Oleh : Aria Dipura, SH, CPL., CPCLE., CLi
Pendahuluan
Kekeliruan prosedur Pengadaan Barang/Jasa (selanjutnya disebut “PBJ”) seringkali menjadi momok bagi pejabat atau kepala daerah karena tidak jarang harus berurusan dengan penegak hukum, bahkan menjadi tindak pidana korupsi. Hal ini tidak heran karena sektor PBJ ini merupakan tergolong “basah” dan rentan penyalahgunaan wewenang.
Berdasarkan berita yang diambil dari situs www.kompas.com, hampir 80 persen kasus yang ditangani Komisi Pemberantasan Korupsi (KPK) berasal dari sektor tersebut. Masih segar dalam ingatan kita mengenai kasus korupsi pengadaan e-ktp yang melibatkan mantan ketua DPR, belum lagi kasus pengadaan jasa konstruksi wisma atlet Hambalang yang mengakibatkan kerugian negara sebesar Rp. 706 miliar serta menyeret beberapa nama politisi, menteri pemuda dan olahraga dan beberapa pejabat pemerintahan serta kasus-kasus lainnya.

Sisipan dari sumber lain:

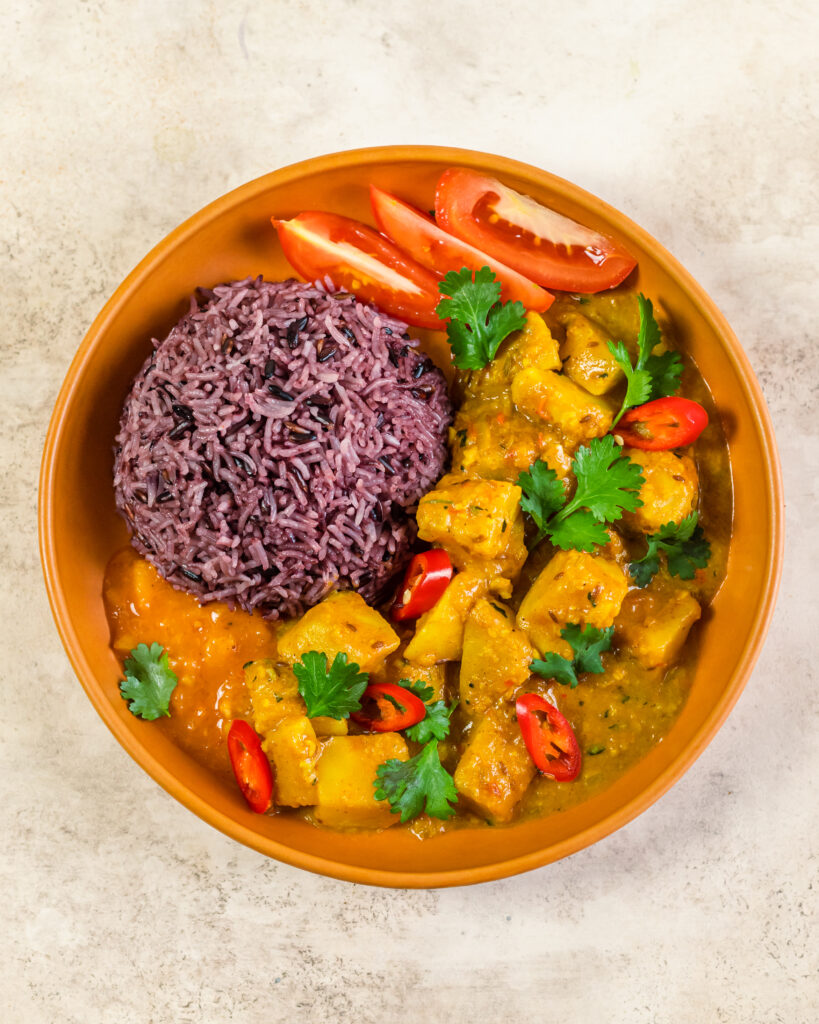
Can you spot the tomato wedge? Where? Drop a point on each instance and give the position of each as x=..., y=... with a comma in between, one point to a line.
x=662, y=424
x=250, y=765
x=550, y=740
x=427, y=578
x=397, y=709
x=432, y=247
x=358, y=259
x=541, y=244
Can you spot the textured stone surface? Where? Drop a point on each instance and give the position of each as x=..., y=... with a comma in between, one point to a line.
x=119, y=120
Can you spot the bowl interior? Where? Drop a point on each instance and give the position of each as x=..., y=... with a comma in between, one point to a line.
x=80, y=529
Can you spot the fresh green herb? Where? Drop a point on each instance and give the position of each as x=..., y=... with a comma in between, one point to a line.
x=588, y=644
x=478, y=322
x=608, y=483
x=333, y=692
x=148, y=682
x=435, y=725
x=417, y=687
x=418, y=784
x=652, y=376
x=686, y=551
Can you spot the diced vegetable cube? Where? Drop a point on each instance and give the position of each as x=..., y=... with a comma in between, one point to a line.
x=496, y=768
x=669, y=494
x=346, y=775
x=653, y=625
x=475, y=521
x=574, y=587
x=439, y=633
x=587, y=358
x=496, y=655
x=293, y=751
x=273, y=692
x=551, y=396
x=343, y=622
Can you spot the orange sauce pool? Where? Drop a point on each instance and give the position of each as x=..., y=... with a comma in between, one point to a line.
x=207, y=647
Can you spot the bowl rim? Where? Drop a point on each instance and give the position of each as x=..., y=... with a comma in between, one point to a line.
x=235, y=829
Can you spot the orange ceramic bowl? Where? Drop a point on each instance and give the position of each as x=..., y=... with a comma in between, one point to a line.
x=80, y=529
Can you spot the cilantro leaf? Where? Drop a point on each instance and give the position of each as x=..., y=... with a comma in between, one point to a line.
x=417, y=687
x=333, y=692
x=418, y=784
x=608, y=483
x=544, y=494
x=148, y=682
x=478, y=322
x=685, y=547
x=435, y=725
x=652, y=376
x=588, y=643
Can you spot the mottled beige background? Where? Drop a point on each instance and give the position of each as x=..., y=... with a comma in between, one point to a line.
x=121, y=119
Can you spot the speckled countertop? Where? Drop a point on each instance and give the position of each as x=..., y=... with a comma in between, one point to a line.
x=119, y=120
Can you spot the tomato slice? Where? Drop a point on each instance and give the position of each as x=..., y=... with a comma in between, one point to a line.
x=250, y=765
x=441, y=252
x=427, y=578
x=397, y=709
x=550, y=740
x=360, y=260
x=541, y=244
x=662, y=424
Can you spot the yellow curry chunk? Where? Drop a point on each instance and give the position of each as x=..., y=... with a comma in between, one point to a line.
x=439, y=633
x=293, y=751
x=343, y=622
x=476, y=522
x=574, y=587
x=496, y=768
x=532, y=346
x=551, y=396
x=497, y=654
x=345, y=793
x=587, y=358
x=653, y=625
x=273, y=693
x=669, y=494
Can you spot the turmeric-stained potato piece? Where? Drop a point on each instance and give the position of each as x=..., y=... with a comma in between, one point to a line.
x=273, y=693
x=496, y=768
x=496, y=655
x=653, y=625
x=555, y=398
x=473, y=520
x=293, y=751
x=439, y=633
x=669, y=494
x=343, y=622
x=587, y=358
x=345, y=794
x=492, y=440
x=574, y=587
x=531, y=346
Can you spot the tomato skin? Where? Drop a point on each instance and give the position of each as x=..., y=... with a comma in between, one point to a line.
x=427, y=578
x=662, y=424
x=537, y=242
x=250, y=765
x=392, y=720
x=361, y=261
x=441, y=252
x=552, y=743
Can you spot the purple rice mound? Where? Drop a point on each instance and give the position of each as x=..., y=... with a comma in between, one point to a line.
x=275, y=443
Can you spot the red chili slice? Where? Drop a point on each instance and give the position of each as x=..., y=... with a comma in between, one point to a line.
x=427, y=578
x=397, y=708
x=662, y=424
x=250, y=765
x=550, y=740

Berdasarkan hasil kajian KPK terhadap upaya pencegahan korupsi pada pengadaan barang dan jasa pemerintah, ditemukan data bahwa korupsi PBJ paling banyak terjadi pada 5 (lima) tahapan atau proses. Antara lain: (1) tahap perencanaan anggaran; (2) tahap perencanaan-persiapan PBJ Pemerintah; (3) tahap pelaksanaan PBJ Pemerintah; (4) tahap serah terima dan pembayaran; dan (5) tahap pengawasan dan pertanggungjawaban (Laptah KPK, 2016). Misalnya saja pada penyusunan dokumen kerangka acuan kerja (KAK) pada tahap perencanaan dimana oknum pengadaan dapat memainkan spesifikasi teknis atas barang/jasa yang ingin diselenggarakan dengan cara menaikkan spesifikasi teknis sehingga anggaran menjadi membengkak. Contoh lain adalah dengan mengarahkan spesifikasi teknis pada peserta lelang tertentu sehingga hanya satu peserta lelang yang lolos, serta contoh-contoh modus lainnya.

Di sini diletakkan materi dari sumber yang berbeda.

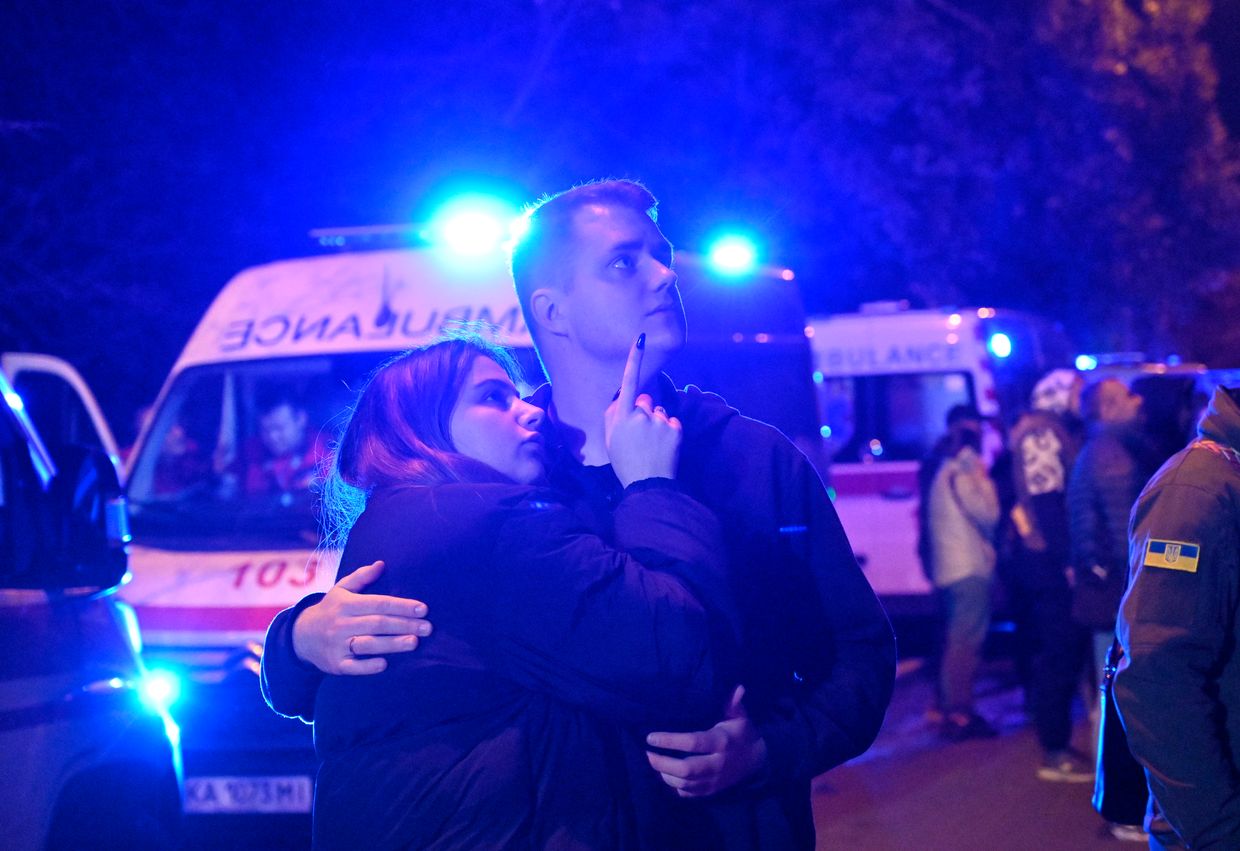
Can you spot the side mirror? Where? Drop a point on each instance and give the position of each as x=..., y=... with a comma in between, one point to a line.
x=71, y=534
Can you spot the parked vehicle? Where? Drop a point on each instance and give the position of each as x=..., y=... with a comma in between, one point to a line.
x=225, y=535
x=89, y=763
x=887, y=377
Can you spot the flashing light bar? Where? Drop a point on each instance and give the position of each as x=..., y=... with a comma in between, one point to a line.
x=733, y=254
x=1000, y=345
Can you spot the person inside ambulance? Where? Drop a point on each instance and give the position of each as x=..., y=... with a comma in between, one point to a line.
x=1178, y=685
x=283, y=458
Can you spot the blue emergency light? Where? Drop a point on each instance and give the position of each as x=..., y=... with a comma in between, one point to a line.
x=160, y=687
x=733, y=254
x=474, y=225
x=1000, y=345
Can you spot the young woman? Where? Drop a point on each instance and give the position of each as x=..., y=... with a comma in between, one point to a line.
x=504, y=728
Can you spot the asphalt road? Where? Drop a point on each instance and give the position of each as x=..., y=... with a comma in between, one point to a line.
x=914, y=790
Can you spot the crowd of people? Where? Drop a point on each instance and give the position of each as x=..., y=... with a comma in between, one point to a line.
x=649, y=629
x=1068, y=511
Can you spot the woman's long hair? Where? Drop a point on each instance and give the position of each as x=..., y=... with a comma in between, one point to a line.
x=398, y=429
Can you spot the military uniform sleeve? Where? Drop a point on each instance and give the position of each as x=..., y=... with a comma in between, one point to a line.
x=594, y=627
x=837, y=705
x=289, y=685
x=1176, y=628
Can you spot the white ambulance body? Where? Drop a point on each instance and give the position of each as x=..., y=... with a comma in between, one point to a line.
x=885, y=380
x=212, y=566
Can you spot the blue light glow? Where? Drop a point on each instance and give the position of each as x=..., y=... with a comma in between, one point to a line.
x=160, y=689
x=474, y=225
x=1000, y=345
x=733, y=254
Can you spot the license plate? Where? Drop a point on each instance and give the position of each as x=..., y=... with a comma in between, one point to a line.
x=248, y=794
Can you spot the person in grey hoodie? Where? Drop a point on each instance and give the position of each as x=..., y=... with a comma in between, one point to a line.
x=964, y=512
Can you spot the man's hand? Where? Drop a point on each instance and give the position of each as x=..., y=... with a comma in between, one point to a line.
x=346, y=632
x=723, y=756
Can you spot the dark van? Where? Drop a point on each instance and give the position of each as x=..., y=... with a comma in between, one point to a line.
x=87, y=762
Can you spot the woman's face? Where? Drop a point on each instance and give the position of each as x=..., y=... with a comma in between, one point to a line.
x=490, y=423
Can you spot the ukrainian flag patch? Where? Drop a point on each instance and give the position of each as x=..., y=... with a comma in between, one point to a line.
x=1172, y=555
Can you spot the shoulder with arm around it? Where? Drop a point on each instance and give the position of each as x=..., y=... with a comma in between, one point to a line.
x=447, y=510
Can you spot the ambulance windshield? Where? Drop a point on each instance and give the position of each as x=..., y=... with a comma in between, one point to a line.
x=236, y=454
x=888, y=417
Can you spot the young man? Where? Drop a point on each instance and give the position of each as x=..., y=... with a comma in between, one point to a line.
x=819, y=655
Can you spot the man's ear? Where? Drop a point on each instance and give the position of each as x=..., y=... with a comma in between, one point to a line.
x=547, y=310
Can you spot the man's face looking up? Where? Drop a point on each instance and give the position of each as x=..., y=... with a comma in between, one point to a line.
x=618, y=283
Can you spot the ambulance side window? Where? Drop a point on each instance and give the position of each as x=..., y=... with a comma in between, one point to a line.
x=888, y=417
x=56, y=409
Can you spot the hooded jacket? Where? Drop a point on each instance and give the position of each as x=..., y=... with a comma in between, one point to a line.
x=494, y=733
x=964, y=512
x=1178, y=686
x=817, y=654
x=1109, y=473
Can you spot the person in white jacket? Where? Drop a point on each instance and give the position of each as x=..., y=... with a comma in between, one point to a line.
x=962, y=515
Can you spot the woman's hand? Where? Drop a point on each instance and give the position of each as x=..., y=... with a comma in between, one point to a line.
x=642, y=441
x=349, y=632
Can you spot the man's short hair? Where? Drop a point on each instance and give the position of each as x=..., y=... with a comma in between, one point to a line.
x=540, y=252
x=1091, y=398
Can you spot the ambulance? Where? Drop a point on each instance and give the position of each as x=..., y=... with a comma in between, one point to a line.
x=885, y=378
x=215, y=557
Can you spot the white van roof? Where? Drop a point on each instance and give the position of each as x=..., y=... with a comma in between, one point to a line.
x=897, y=341
x=377, y=300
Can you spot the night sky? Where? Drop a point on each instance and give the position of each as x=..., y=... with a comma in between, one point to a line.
x=150, y=150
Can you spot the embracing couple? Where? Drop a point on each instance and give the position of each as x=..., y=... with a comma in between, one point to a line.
x=650, y=630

Mengingat terdapat celah-celah korupsi di dalam PBJ pemerintah di atas, maka urgensi kehadiran seorang advokat yang mempunyai keahlian di bidang PBJ untuk memberikan pendampingan hukum kepada para pemangku kepentingan di bidang PBJ pemerintah ini sudah tidak terelakan lagi. Adanya pendampingan dari advokat PBJ ini diharapkan dapat mereduksi potensi-potensi yang menyebabkan kekeliruan proses PBJ pemerintah sehingga permasalahan hukum di kemudian hari dapat dihindari. Menyusun HPS membutuhkan keahlian tersendiri. Selain harus memahami karakteristik spesifikasi barang/jasa yang akan diadakan, juga harus mengetahui sumber dari barang/jasa tersebut. Harga barang pabrikan tentu saja berbeda dengan harga distributor apalagi harga pasar.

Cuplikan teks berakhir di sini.